- Mitchel on his last news broadcast in 1984
- Born: Charles Gerald Mitchel 8 November 1920 Monkstown, Dublin, Ireland
- Died: 18 August 1996 (aged 75) Donnybrook, Dublin, Ireland
- Education: Trinity College Dublin
- Occupations: Actor and newscaster
- Years active: 1961–1984
- Notable credit: RTÉ Nine O'Clock News
- Spouse: Betty Stubbs ​(m. 1949)​
- Children: 2

= Charles Mitchel =

Irish actor and broadcaster

Charles Gerald Anthony Mitchel (8 November 1920 – 18 August 1996) was an Irish actor and broadcaster, best known as an RTÉ television newscaster for almost 23 years.

==Early life==
Born in Dublin, Mitchel was educated at Clongowes Wood College boarding school in Clane, County Kildare. Mitchel subsequently attended Trinity College Dublin where he studied forestry. It was here that his interest in acting developed and he quickly became a leading member of the Trinity Players. Mitchel left Trinity in 1947 without taking a degree. He immediately joined the Gate Theatre where he played with the Longford company until 1958. He was one of the founders of Irish Actors Equity and served as president of the Catholic Stage Guild.

==Broadcasting career==
In 1961 Mitchel, joined the newly formed state television station, Telefís Éireann, as its first chief newsreader. His starting salary was £26 per week. Mitchel read the first bulletin on the network at 9.15pm on Sunday 31 December 1961.

He received numerous honours, including being awarded television personality of the year in December 1962 – he also became the first RTÉ presenter to win a Jacobs' Award.

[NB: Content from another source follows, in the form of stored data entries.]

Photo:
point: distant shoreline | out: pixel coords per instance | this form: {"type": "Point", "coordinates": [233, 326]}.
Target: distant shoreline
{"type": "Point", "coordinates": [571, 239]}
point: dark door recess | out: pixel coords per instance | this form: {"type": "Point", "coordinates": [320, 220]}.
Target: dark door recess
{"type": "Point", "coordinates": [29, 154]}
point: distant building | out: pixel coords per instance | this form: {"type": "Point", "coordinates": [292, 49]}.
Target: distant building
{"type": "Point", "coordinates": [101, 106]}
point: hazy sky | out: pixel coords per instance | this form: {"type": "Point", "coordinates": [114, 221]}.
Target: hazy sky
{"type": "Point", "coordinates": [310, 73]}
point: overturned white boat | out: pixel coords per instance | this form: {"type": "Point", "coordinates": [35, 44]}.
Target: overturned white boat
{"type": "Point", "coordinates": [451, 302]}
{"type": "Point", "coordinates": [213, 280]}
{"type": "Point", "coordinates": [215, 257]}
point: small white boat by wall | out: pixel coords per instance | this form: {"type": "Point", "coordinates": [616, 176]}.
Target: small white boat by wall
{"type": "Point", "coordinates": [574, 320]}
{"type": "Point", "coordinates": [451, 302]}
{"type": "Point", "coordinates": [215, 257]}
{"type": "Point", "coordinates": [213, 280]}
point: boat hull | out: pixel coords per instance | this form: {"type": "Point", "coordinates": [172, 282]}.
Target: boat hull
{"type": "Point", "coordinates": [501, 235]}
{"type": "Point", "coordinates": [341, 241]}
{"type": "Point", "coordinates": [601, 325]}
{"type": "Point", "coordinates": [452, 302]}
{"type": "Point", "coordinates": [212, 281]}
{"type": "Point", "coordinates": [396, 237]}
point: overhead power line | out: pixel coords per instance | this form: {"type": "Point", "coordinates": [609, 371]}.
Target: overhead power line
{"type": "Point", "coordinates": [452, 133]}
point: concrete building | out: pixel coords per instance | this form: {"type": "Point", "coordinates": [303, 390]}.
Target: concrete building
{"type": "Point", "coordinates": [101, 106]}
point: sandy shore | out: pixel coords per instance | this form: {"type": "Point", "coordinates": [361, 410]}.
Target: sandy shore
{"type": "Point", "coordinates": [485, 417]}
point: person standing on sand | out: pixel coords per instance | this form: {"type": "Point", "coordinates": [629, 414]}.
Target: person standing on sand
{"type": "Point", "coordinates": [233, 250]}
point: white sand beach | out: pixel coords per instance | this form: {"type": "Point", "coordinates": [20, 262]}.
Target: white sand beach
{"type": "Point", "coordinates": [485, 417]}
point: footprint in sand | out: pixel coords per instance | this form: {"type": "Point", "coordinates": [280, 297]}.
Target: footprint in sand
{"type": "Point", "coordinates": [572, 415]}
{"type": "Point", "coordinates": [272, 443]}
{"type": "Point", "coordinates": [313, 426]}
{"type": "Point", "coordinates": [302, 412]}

As chief newsreader, Mitchel led a team of readers for the main evening bulletins including Andy O'Mahony, Maurice O'Doherty, Don Cockburn and in later years, Derek Davis and Anne Doyle. Mitchel retired from RTE on Thursday 8 November 1984 after presenting his last TV bulletin, the flagship Nine O'Clock News.

In 1989 he joined LMFM, a local radio station in Drogheda, County Louth, where he read the news and answered listeners' queries.

==Personal life==
Mitchel was keenly interested in animal welfare and served as vice-president of the Irish Society for the Prevention of Cruelty to Animals for several years in the 1980s. He bred Basset Hounds and adjudicated at dog shows.

Mitchel married Elizabeth ('Betty') Stubbs on 9 May 1949 and they had two children, Nicholas and Susan. He died on 18 August 1996 at Bloomfield Nursing Home, Donnybrook and is buried at Glasnevin cemetery.